In a thick strand of woods in rural Georgetown County, South Carolina, the self-proclaimed “Gullah Huntsman” Bill Green prepares for his latest drag fox hunt. It’s a cool day in early February and the stocky built African-American man sits comfortably atop his trusted horse.

“You got to treat these animals with loving kindness,” he says with a smile referring to the fox hunting hounds and horses he trains for these events. “If you don’t treat them well they won’t do what you want.”

Green pulls from a stained and worn saddlebag a wet rag tied to a long rope. The strong, pungent smell of fox urine covers the area around him like a cloud when he opens the bag. It’s an odor so strong one doesn’t need the olfactory prowess of a dog to detect.

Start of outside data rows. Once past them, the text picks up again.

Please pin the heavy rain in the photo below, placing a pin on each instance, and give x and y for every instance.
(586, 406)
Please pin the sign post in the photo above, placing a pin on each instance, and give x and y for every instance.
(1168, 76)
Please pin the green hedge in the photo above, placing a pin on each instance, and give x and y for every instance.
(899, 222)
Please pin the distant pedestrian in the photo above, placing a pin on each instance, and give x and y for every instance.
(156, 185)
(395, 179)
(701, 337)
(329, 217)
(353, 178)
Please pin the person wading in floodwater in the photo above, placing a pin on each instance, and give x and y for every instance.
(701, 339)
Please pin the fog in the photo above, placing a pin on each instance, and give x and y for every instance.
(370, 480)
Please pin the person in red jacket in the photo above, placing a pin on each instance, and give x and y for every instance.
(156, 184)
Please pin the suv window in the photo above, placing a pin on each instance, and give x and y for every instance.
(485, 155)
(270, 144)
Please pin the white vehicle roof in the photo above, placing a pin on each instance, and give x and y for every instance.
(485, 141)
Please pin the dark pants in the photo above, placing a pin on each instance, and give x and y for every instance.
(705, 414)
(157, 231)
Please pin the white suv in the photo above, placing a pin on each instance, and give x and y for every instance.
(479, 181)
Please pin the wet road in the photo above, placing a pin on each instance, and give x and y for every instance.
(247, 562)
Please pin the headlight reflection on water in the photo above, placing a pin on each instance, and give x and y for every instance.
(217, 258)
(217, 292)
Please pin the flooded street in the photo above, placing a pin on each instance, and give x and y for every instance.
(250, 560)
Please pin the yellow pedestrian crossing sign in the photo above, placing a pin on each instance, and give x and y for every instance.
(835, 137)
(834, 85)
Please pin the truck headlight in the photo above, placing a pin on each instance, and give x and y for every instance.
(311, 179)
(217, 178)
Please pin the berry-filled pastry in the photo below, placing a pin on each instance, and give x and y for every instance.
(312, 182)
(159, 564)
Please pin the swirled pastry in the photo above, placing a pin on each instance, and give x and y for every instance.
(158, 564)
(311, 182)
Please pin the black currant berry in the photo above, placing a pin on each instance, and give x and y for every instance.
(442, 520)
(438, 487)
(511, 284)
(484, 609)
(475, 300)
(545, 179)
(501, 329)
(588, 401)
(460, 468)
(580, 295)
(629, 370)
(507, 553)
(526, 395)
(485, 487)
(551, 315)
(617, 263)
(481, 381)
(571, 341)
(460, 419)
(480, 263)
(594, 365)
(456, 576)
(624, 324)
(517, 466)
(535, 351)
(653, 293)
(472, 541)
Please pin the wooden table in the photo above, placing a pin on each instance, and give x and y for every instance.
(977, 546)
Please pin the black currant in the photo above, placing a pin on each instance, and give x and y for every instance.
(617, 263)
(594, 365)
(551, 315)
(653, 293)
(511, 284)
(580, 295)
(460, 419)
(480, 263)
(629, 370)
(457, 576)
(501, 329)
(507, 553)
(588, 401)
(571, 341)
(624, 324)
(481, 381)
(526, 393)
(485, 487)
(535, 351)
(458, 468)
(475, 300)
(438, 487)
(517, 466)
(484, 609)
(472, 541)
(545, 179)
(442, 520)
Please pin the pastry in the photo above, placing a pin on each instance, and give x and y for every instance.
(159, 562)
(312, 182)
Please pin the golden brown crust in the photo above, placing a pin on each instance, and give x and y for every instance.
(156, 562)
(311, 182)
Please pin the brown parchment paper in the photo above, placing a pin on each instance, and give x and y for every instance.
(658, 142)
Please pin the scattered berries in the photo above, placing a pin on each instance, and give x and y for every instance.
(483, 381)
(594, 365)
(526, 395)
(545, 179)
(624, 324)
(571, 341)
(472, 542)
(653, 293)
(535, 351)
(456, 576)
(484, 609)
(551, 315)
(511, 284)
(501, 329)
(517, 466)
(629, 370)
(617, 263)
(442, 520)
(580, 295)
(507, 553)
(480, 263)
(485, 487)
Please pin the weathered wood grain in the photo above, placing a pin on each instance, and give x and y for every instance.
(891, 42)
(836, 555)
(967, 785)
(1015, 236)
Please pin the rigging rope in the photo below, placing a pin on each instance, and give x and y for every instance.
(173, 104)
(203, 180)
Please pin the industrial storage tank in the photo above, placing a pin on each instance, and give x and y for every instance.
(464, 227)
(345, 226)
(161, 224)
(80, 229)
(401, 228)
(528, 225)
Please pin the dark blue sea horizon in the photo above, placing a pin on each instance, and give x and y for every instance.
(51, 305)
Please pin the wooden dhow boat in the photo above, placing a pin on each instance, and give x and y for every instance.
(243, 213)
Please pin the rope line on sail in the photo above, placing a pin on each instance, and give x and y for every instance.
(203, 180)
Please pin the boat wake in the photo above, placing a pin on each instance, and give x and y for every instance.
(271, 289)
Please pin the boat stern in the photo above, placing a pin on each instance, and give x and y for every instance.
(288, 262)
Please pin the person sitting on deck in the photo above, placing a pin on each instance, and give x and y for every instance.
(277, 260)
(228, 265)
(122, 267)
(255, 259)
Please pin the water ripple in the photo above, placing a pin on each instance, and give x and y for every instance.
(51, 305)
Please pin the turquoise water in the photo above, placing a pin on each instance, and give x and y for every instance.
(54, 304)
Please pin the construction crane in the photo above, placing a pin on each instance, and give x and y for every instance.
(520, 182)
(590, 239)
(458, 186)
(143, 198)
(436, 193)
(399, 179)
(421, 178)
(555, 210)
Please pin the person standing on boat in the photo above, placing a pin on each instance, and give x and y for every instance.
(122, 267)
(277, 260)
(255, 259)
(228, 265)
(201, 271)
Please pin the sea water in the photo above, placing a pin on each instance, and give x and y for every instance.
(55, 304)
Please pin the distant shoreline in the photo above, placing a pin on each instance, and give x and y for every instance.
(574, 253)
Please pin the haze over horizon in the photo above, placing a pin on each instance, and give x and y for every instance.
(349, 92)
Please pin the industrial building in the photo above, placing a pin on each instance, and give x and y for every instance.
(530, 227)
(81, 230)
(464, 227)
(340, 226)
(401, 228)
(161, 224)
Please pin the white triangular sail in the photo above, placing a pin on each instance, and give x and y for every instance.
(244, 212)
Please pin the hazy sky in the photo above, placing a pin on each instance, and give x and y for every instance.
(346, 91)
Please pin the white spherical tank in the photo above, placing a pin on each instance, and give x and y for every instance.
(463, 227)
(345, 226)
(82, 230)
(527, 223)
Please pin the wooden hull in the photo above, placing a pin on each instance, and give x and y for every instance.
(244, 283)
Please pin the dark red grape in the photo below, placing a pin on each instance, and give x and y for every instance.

On this day Green is portraying the fox in this hunt presented by the Middleton Place Hounds, a foxhunting club of Charleston. The club has traveled to plantation land in nearby Georgetown County owned by one of its members.

The members of Middleton Place Hounds take pride in conducting drag hunts where no live foxes are used or killed in events. With that idea, Green is hired to drag the urine soaked rag through the woods, giving the hunt club’s hounds a scent to follow and their horses a path to chase.